町ウミガメ保護監視員によると、初上陸は6月1日、初産卵は同2日で、観測史上最速だった昨年より1カ月遅かった。上陸数は6月は6匹だったが、例年はピークとなる7月は1匹と低迷し、8月は0匹だった。
15匹が上陸(うち産卵したのは12匹)した昨年は、5月1匹、6月3匹、7月9匹、8月2匹だった。
減少した要因について、日和佐うみがめ博物館カレッタの田中宇輝(ひろき)学芸員(30)は、複数回にわたり上陸、産卵を行う中・大型の個体(甲羅の長さ85センチ前後)の接岸が少なかったと指摘する。ただ、海水温など気象面で考えられる要因はなく、「ウミガメが普段いる東シナ海で個体が減っている可能性がある」と話した。
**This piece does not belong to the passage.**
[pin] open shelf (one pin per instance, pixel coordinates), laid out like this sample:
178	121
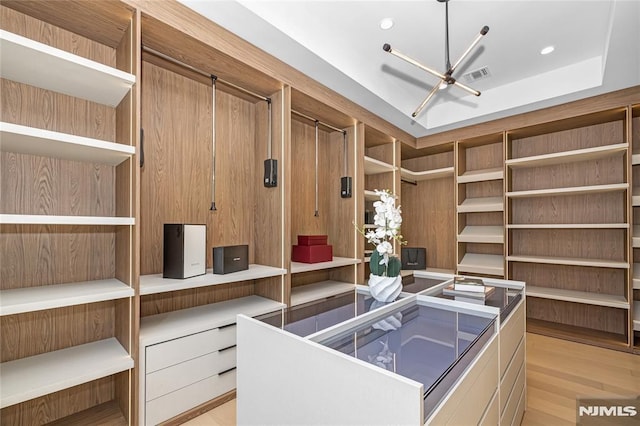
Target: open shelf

産卵は6月1、24日に個体の違う2匹だった。カレッタはこのうち1日に産み落とされた卵を、高潮の影響を受けない内陸側の場所や、カレッタの人工ふ化場に移した。卵は8月2、14日にそれぞれふ化した。
大浜海岸は、ピークの1968年には308匹のウミガメが上陸した。しかし、96年に34匹となって以降は2桁に低迷している。
カレッタの蔵田智哉館長(40)は「減った原因を調べ、増えるように対策をしていきたい」と話した。